Mimari mekan, insan varlığının ve gereksinmelerinin değişkenleriyle belirlenen dinamik bir yapıdır. Maurice Merleau-Ponty (1945)’den sonra mekan algı ve bilişinin salt akıl yoluyla değil, bedenle de kavranan duyumsal nitelikleri olduğu kabul edilir. Buna bağlı olarak, bedenin mekanla kurduğu deneyimsel ilişkilerin dokunsal/duyumsal olarak kavrandığı gerçeği mekanın tasarımında önemli bir boyut olarak ortaya çıkar. Bu denli karmaşık bağlantılar içinde varlık kazanan mekanın ölçüsü nedir, nereden çıkar, nasıl hesaplanır? Bu konuya yanıt ararken mimari mekanın oluşturulmasındaki ölçü kavramının tarihsel evrimine bakmak gerekir.

Rönesans mimarisinde bedenle kurulan analoji mimari üretime çağlarca egemen olmuş bir mimesis yaklaşımıdır ve bundan Antropomorfizm olarak söz edilir. Modern mekanın kurgusu rasyonel düşünce, matematik ve geometrik düzen ilkelerine dayandırılmıştır. İnsanın biyolojik ve zorunlu faaliyetlerini göz önünde bulunduran modern mimarlar, zamanın zor ekonomik koşullarının da baskısı altında, insan boyutlarını ve insanın minimum alanda hareket kabiliyetini esas alarak Ergonomik ilkeleri araştırmış, insan etkinlikleri ve boyutları konusunda standartlar ortaya koymuşlardır. 1960’lar sonrasında başlayan çevre-davranış araştırmaları, kültür, etnik grup, cinsiyet, yaş ve eğitim gibi verilere bağlı olarak esneklik gösteren sosyal-kültürel boyutları ön plana çıkarmıştır. Proksemiks konusunda ölçülebilir bilgiler önermiş, böylece mimarlıkta “standartlar” olgusu bir esneklik kazanarak daha kapsamlı, göreceli ve duyarlı bir hale gelmiştir (Gür, 1996).

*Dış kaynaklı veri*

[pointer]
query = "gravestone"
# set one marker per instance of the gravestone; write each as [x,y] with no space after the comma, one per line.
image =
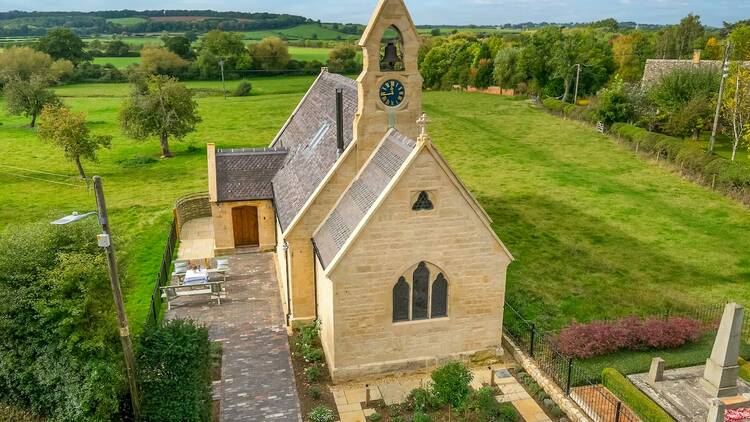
[656,373]
[720,376]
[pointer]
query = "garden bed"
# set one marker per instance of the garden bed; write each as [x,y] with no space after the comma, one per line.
[312,385]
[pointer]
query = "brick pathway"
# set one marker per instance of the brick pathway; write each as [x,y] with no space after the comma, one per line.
[257,377]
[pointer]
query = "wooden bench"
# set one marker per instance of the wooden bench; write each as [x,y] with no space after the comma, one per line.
[212,289]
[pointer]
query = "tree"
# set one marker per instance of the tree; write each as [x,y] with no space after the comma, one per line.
[179,45]
[736,110]
[740,39]
[62,43]
[23,63]
[507,72]
[343,59]
[271,54]
[613,104]
[28,97]
[163,107]
[60,351]
[160,61]
[68,131]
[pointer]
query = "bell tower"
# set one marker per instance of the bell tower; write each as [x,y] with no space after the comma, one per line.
[390,86]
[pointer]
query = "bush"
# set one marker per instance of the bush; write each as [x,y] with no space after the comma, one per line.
[451,384]
[314,392]
[421,399]
[314,373]
[600,338]
[644,407]
[174,362]
[744,369]
[321,414]
[243,89]
[61,356]
[420,417]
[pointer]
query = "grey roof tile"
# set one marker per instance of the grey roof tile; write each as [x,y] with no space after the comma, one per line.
[310,138]
[246,174]
[361,195]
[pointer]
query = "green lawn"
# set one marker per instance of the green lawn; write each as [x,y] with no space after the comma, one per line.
[596,232]
[118,62]
[140,198]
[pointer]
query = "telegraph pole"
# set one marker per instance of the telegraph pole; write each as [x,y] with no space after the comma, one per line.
[223,87]
[578,76]
[724,75]
[105,241]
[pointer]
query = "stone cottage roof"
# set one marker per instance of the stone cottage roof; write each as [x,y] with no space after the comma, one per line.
[310,139]
[246,174]
[361,195]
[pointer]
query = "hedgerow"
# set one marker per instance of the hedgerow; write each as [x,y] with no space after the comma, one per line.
[598,338]
[638,402]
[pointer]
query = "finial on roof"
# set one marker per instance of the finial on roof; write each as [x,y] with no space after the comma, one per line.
[422,122]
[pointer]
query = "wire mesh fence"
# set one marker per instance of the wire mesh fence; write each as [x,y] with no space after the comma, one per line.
[163,276]
[576,379]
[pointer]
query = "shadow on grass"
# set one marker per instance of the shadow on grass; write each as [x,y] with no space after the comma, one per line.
[574,266]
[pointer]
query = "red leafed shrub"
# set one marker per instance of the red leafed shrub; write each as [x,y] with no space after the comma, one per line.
[598,338]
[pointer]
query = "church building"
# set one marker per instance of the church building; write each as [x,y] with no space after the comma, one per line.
[374,235]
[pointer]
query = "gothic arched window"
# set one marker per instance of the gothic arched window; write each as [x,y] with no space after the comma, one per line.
[416,291]
[423,202]
[439,297]
[420,294]
[401,300]
[392,50]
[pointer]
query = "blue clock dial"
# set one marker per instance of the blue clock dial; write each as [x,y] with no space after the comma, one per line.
[392,93]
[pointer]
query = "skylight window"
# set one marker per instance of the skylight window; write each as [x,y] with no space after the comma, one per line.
[319,136]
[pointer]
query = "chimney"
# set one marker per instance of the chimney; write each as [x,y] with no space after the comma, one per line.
[339,121]
[696,56]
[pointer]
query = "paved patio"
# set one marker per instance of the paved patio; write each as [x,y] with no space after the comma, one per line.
[350,397]
[257,378]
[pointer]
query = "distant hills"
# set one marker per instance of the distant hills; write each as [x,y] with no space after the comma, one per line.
[22,24]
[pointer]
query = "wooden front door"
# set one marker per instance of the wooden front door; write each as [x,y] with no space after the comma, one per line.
[245,223]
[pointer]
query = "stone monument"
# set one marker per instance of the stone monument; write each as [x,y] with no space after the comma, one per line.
[720,377]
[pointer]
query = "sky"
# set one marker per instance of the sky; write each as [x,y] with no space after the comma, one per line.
[434,12]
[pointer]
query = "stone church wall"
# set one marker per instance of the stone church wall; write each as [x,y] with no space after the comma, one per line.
[453,238]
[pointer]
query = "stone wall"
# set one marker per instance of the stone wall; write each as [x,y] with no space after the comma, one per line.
[571,409]
[191,207]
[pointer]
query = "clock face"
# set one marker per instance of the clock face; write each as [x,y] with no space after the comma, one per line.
[392,93]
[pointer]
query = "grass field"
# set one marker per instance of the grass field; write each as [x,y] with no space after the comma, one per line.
[118,62]
[596,231]
[301,32]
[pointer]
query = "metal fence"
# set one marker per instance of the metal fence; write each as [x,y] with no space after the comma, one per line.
[163,277]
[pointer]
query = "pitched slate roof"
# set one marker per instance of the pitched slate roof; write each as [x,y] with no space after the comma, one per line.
[246,174]
[310,138]
[361,195]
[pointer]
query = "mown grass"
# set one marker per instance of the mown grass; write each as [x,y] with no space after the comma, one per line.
[306,31]
[596,232]
[140,198]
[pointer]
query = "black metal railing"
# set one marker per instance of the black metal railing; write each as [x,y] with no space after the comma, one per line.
[163,277]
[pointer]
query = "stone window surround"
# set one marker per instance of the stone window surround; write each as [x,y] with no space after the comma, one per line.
[409,277]
[414,196]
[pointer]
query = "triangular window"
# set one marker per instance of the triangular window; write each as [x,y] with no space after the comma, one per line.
[423,202]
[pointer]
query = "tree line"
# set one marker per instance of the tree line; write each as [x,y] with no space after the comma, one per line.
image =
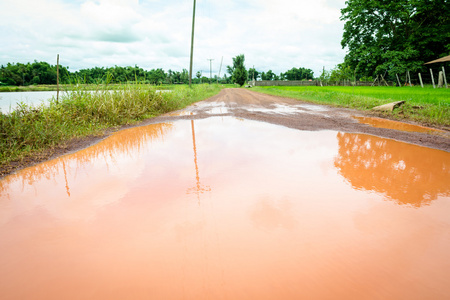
[18,74]
[393,37]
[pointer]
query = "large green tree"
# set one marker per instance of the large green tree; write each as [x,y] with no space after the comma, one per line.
[238,71]
[394,36]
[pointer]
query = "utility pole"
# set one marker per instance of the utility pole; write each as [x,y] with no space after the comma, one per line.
[220,69]
[192,46]
[57,78]
[210,69]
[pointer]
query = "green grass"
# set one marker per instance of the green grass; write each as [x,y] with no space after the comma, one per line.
[29,130]
[425,105]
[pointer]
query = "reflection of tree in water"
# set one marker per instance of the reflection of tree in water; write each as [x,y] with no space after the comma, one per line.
[126,142]
[405,173]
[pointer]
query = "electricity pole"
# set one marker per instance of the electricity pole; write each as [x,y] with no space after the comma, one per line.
[210,69]
[220,69]
[192,46]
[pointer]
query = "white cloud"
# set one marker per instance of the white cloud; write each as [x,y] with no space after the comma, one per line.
[275,35]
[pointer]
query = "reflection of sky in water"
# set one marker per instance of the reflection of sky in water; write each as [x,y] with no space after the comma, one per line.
[11,99]
[280,214]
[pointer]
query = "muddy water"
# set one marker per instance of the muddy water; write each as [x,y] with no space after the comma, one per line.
[389,124]
[226,208]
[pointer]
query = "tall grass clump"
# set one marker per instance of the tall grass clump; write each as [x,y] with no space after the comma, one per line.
[30,130]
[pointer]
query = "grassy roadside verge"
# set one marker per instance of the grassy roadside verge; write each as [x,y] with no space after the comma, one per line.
[428,106]
[30,131]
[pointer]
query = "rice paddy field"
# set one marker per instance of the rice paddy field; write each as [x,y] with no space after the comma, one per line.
[426,105]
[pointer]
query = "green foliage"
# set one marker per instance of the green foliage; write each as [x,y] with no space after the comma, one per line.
[298,74]
[434,104]
[253,74]
[394,36]
[32,73]
[29,130]
[238,71]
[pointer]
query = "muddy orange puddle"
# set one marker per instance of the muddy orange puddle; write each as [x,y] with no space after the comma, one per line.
[389,124]
[229,209]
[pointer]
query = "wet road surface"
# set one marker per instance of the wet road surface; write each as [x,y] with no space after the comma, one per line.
[218,201]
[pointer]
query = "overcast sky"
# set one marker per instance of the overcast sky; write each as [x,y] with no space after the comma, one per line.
[276,35]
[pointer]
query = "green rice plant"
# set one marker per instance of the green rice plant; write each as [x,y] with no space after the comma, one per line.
[426,105]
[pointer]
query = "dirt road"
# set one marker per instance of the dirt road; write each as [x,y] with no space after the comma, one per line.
[246,104]
[300,115]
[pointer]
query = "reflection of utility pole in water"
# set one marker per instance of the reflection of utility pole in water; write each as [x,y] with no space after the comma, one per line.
[65,177]
[198,189]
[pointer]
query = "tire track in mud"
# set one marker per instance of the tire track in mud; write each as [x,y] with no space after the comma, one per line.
[246,104]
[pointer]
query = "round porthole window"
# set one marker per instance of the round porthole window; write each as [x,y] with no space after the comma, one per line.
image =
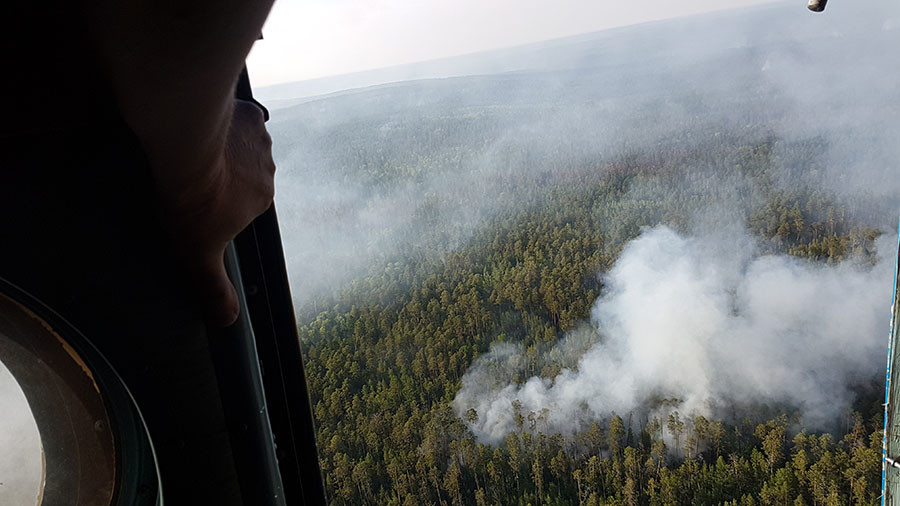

İyi ve deneyimli bir mimar antropometrik ve ergonomik ölçüleri ezbere bilir. İyi, deneyimli ve duyarlı mimar proksemik ölçüleri ya bilir ya da sezer. Ancak iyi, deneyimli ve ayrıca duyarlı mimar bugünün getirim ekonomisine teslim olmuş mimari praksis karşısında bir şey yapamadığı için sonuca bakar ve acı çeker. 

Bina gerçekliğine tarafsız bir biçimde bakmak zor. Ama bakabilirsek, kentlerin yeni iş ve ticaret bölgelerinin, yarışan devlerin dikkat çekme, en yüksek ve en ileri teknolojik olma güdülerini belki anlayabiliriz. Ancak, biz sıradan insanların kamusal-sosyal alanının ve konut bölgelerinin ölçeğinin şaşmasını anlamak çok zor. Üstelik bu durum yaşam alanlarımızı istenmeyen ölçüde değiştirerek sosyal mekanlarımızı tanınmaz hale getirirken kent tarihini de silip süpürüyor.  Kasıtlı mı? Onu bilemem.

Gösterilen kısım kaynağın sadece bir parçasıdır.